With Toronto FC having three first round picks, the 6’4” defender sensed he could be coming home.

 

“I knew it was a possibility and it was something that I thought about a bit,” said Thomas, a senior at Syracuse University. “I however just wanted to be drafted and it was icing on the cake when Toronto selected me.”

 

Thomas is reunited with his college goalkeeper, Alex Bono, who Toronto FC chose sixth in the first round.
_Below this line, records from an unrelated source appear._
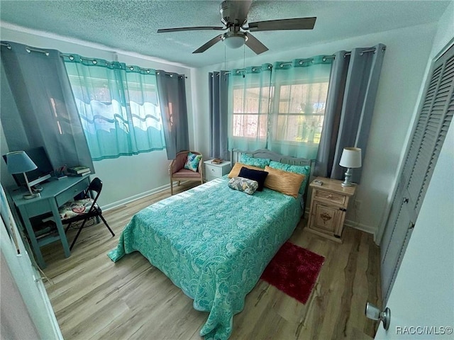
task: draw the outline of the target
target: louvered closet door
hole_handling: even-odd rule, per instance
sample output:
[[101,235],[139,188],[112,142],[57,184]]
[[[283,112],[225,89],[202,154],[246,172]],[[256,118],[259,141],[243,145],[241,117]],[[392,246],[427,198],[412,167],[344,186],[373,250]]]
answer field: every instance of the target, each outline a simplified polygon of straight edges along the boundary
[[380,244],[383,305],[391,288],[454,113],[454,46],[435,62]]

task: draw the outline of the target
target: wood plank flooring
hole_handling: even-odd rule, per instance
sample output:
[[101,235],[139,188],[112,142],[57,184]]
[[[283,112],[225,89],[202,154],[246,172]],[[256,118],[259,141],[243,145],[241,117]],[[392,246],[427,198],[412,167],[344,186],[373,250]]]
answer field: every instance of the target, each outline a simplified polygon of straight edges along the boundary
[[[195,183],[182,185],[176,191]],[[84,229],[72,255],[61,244],[43,248],[52,282],[46,289],[66,340],[200,340],[208,313],[186,296],[140,254],[116,264],[106,253],[137,211],[170,196],[170,190],[104,213],[116,233],[101,222]],[[380,254],[372,236],[344,229],[339,244],[304,230],[302,220],[290,241],[325,256],[306,305],[260,280],[233,318],[232,339],[370,339],[378,327],[366,319],[367,301],[380,305]],[[70,230],[71,242],[76,230]]]

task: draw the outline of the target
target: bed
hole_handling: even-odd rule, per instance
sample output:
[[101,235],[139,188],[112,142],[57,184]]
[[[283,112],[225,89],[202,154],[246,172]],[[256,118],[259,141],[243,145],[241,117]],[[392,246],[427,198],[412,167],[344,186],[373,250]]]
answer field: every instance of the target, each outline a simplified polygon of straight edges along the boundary
[[[309,164],[260,151],[249,154]],[[229,188],[228,180],[226,175],[142,210],[108,254],[115,262],[140,251],[194,300],[194,308],[209,313],[200,332],[206,339],[228,339],[233,315],[302,213],[301,196],[267,188],[248,195]]]

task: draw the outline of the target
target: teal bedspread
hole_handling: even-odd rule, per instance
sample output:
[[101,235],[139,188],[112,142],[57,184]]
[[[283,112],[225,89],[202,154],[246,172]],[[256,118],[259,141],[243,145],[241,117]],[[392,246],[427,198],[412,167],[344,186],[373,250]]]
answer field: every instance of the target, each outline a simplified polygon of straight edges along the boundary
[[170,197],[135,215],[109,253],[114,262],[140,251],[209,312],[200,334],[227,339],[233,315],[291,236],[300,201],[265,188],[250,196],[226,177]]

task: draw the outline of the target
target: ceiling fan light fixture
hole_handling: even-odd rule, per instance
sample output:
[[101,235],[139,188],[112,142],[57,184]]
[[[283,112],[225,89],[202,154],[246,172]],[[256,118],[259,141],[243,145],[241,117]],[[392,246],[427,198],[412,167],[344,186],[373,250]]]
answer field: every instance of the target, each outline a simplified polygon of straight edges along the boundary
[[229,48],[240,48],[245,43],[247,40],[248,37],[244,34],[232,33],[231,32],[224,34],[222,37],[222,41]]

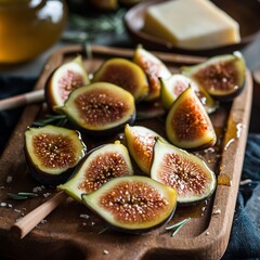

Last season, the duo helped the Orangemen finish third in the National Collegiate Athletic Association (NCAA) in goals-against average (0.55) and post 12 shutouts on its way to a 16-4-1 record and an appearance in the NCAA’s Round of 16.

 

“I am a good friend of Alex and I am happy that he’s coming here,” said Thomas. “Again, we talked a bit about the possibility of ending up on the same team, but to actually have it become reality is so satisfying.”

 

Thomas and Bono – who opted out of his final year of college eligibility and is training with the United States senior team – are the first two Syracuse soccer players to be selected in the first round of the MLS SuperDraft.

 

A two-time Syracuse captain who started all 56 games in his collegiate career and posted 17 points on eight goals and one assist, Thomas was among 20 defenders from 55 NCAA Division One schools invited to the MLS player combine in Fort Lauderdale prior to the draft.

 

“We played three games there and I was a bit inconsistent,” he said. “However, there was a lot of pressure as I was on the field with different players whose strengths and weaknesses I had to adjust to on the fly.”

 

A graduate of Dunbarton High School, which he led to three Lake Ontario Secondary School Athletics championships, Thomas is likely to be assigned this year to a United Soccer League (USL) professional side which Toronto FC recently acquired.

 

“I don’t know as yet what plans the club have for me, but I intend to go wherever they send me and work very hard,” he said.

 

Thomas started playing soccer seriously in Grade Eight after switching from basketball.

 

“Most of my family members either played basketball or are playing it,” said Thomas, the middle of three siblings who represented the national Under-18 team four years ago. “I just wanted to do something different and it didn’t take me long to find out I was good at the game.”

 

The Thomas family was well represented at the draft with his parents, siblings and other relatives in attendance.

 

“This is a proud moment for our family,” said Thomas’ mother, Inspector Sonia Thomas, who is the Toronto Police Service’s highest ranking female visible minority uniformed member. “He never deviated from his objective to become a professional soccer player and he worked very hard to achieve that goal.”

 

History was made at last week’s draft when Brampton teenager Cyle Larin, who left the University of Connecticut after two years to sign a Generation Adidas contract, was picked number one by the expansion Orlando City Soccer Club.

 

Larin, who is in Jamaica with the national team competing in the Confederation of North, Central American & Caribbean Associations of Soccer (CONCACAF) Under-20 championship, was mobbed by teammates as they watched the draft at the team’s hotel.

 

“We believe that we’ve picked the best player in the draft,” said Orlando City head coach Adrian Heath. “Cyle has incredible potential and we’re looking forward to working with him.”

 

The oldest of four children, Larin – a striker – graduated from St. Edmund Campion Secondary School, which he helped win three Ontario Federation of School Athletic Associations championships.

 

A hockey player in elementary school, Larin started playing competitive soccer eight years ago after hockey equipment and facilities proved too expensive for him and his family.